Ethyl Corp. - Specimen Stock Certificate
Inv# SE3952 Specimen StockVirginia
Specimen Stock printed by American Bank Note Company. Ethyl Corporation is a fuel additive company headquartered in Richmond, Virginia, in the United States. The company is a distributor of fuel additives. Among other products, Ethyl Corporation distributes tetraethyl lead, an additive used to make leaded gasoline.
Founded in 1923, Ethyl Corp was formed by General Motors and Standard Oil of New Jersey (Esso). General Motors had the "use patent" for tetraethyllead (TEL) as an antiknock, based on the work of Thomas Midgley Jr., Charles Kettering, and later Charles Allen Thomas, and Esso had the patent for the manufacture of TEL. Since the patents affected the marketing of TEL, General Motors and ESSO formed Ethyl Corp; each parent company had a 50% stake in the new corporation. Since neither company had chemical plant experience, they hired Dupont to operate the manufacturing facilities. After patents ran out, Dupont started manufacture of TEL on their own, and Ethyl started running its own operations. Within the first year of its operation, the company’s plants were plagued by cases of lead poisoning, hallucinations, insanity, and even the deaths of its employees due to exposure to lead. While the company tried to hush the news, at times it was impossible, for example in 1924 when five production workers died and 35 more turned into staggering wrecks at one ill-ventilated facility. To counter these accusations, Thomas Midgley Jr. participated in a press conference to demonstrate the apparent safety of TEL on October 30, 1924, in which he poured TEL over his hands, placed a bottle of the chemical under his nose, and inhaled its vapor for 60 seconds, declaring that he could do this every day without any problems. In fact, he knew the dangers of lead poisoning, having been made seriously ill from over exposure a few months earlier.
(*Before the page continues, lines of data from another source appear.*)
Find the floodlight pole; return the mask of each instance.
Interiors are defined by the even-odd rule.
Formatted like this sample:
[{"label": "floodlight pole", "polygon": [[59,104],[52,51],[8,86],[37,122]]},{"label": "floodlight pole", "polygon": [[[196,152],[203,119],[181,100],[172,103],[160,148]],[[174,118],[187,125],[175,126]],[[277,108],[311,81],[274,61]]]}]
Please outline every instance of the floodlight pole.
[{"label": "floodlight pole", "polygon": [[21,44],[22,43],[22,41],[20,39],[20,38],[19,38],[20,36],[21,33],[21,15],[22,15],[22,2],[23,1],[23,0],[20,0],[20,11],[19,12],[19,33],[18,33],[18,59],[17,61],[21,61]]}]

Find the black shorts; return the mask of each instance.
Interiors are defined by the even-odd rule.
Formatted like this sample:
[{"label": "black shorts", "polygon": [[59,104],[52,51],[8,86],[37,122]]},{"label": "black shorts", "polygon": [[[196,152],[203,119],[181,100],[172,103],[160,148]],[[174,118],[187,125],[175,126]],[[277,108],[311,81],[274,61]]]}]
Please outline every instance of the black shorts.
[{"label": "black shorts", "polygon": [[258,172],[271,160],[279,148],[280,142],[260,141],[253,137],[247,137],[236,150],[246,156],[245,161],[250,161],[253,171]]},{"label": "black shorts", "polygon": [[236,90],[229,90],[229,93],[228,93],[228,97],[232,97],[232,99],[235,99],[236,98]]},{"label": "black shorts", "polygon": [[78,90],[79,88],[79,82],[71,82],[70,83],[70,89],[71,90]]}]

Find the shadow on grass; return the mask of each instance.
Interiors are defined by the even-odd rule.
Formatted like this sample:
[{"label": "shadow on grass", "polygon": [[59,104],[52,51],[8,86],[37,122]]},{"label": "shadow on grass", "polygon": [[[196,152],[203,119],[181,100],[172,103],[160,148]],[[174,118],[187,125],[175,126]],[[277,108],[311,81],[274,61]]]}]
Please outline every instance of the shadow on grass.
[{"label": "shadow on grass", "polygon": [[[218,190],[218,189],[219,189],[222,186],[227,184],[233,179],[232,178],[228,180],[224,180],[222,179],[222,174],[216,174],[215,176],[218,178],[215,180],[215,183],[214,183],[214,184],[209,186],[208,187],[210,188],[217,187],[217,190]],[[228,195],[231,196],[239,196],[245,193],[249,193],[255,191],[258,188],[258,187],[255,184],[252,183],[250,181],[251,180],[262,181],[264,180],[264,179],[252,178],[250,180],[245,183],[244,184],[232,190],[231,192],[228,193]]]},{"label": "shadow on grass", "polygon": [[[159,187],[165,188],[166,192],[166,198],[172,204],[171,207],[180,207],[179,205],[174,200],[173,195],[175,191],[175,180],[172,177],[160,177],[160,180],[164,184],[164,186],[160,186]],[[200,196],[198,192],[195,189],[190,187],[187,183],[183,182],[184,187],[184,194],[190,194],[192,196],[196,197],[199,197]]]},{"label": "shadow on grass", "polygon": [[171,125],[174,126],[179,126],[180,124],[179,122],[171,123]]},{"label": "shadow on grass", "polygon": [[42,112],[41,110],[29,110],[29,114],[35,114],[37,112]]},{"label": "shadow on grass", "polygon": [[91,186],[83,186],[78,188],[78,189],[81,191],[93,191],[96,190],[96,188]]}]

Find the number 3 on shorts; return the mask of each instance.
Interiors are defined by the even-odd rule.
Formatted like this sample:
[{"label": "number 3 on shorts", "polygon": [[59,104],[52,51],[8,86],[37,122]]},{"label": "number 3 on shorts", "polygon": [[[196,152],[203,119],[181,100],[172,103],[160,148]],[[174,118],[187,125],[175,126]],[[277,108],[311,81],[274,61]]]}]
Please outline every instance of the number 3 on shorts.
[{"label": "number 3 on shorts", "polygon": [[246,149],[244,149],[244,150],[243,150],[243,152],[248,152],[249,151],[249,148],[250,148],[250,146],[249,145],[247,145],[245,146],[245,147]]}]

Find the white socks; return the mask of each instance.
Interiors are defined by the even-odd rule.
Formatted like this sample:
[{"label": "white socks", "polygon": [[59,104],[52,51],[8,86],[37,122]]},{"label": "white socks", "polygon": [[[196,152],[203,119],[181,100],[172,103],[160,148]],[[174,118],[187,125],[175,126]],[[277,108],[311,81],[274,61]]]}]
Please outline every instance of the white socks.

The State of New Jersey ordered the TEL plant located at the Bayway refinery in Linden NJ to be closed a few days later, and Jersey Standard was forbidden to manufacture TEL again without state permission. In 1962, Albemarle Paper Manufacturing Company, in Richmond, borrowed $200 million and purchased Ethyl Corporation (Delaware), a corporation 13 times its size. Albemarle then changed its name to Ethyl Corporation. It is believed that General Motors sought to divest itself of "Ethyl Corporation," owing to concern about liabilities of TEL. The 1962 transaction was the largest leveraged buyout at that time. During the 1970s and 1980s, the Ethyl Corporation expanded and diversified in response to the gradual decline of the market for TEL, as the automotive industry shifted to unleaded gasoline in response to the recently passed Clean Air Act, which effectively ended the use of leaded gas in new automobiles. In the late 1980s, Ethyl began to spin off a number of divisions. The aluminum, plastics, and energy units became Tredegar Corporation in 1989. In 1993, it spun off its life insurance company, First Colony Life, and then in 1994, the specialty chemicals business was spun off as an independent, publicly traded company named Albemarle Corporation. In 2004, Ethyl Corporation became a subsidiary of NewMarket Corporation (NYSE: NEU). Read more at https://en.wikipedia.org/wiki/Ethyl_Corporation
Stock and Bond Specimens are made and usually retained by a printer as a record of the contract with a client, generally with manuscript contract notes such as the quantity printed. Specimens are sometimes produced for use by the printing company's sales team as examples of the firm’s products. These are usually marked "Specimen" and have no serial numbers.